L'écrivain Boualem Sansal, 75 ans, est incarcéré depuis la mi-novembre pour atteinte à la sûreté de l’État. Joël SAGET / AFP.Entre Alger et Paris, les rapports continuent de se tendre. Des déclarations du président français Emmanuel Macron lundi, devant un parterre d’ambassadeurs, estimant que l’Algérie « se déshonore » en maintenant en détention l’écrivain Boualem Sansal, ont été qualifiées ce mardi d’« inacceptables » par la diplomatie algérienne, et ont soulevé un tollé dans le pays.
« Des propos du président français qui déshonorent, avant tout, celui qui a cru devoir les tenir de manière aussi désinvolte et légère.

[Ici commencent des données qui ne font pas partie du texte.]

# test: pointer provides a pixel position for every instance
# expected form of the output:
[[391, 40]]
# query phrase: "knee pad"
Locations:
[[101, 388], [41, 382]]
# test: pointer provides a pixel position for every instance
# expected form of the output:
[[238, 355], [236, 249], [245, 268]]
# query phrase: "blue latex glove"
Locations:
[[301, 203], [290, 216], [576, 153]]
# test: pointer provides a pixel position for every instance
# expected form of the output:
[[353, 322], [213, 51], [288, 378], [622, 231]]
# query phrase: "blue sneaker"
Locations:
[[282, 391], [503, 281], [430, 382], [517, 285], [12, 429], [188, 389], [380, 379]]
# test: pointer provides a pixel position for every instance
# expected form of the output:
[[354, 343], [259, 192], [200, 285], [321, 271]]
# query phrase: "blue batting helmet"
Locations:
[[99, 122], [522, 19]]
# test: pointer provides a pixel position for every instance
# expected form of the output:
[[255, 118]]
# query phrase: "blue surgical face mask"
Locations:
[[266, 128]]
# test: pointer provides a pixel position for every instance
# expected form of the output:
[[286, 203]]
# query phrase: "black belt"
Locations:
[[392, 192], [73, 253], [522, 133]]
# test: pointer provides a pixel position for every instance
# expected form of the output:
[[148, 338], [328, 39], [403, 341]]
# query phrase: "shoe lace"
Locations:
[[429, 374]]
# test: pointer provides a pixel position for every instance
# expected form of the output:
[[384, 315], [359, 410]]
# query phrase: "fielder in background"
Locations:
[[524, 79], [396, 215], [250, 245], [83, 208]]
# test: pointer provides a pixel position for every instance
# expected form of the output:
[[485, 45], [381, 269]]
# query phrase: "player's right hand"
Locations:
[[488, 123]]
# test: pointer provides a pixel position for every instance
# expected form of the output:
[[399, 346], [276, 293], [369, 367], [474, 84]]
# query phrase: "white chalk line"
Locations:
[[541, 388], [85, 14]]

Ces propos ne peuvent être que réprouvés, rejetés et condamnés pour ce qu’ils sont, une immixtion éhontée et inacceptable dans une affaire interne algérienne », a estimé le ministère algérien des Affaires étrangères dans un communiqué.
« Ce que le président français présente indûment et faussement comme une affaire de liberté d’expression n’en est pas une au regard de la loi d’un État souverain et indépendant. Elle relève essentiellement d’une mise en cause de l’intégrité territoriale du pays, un délit punissable par la loi algérienne », a ajouté le ministère.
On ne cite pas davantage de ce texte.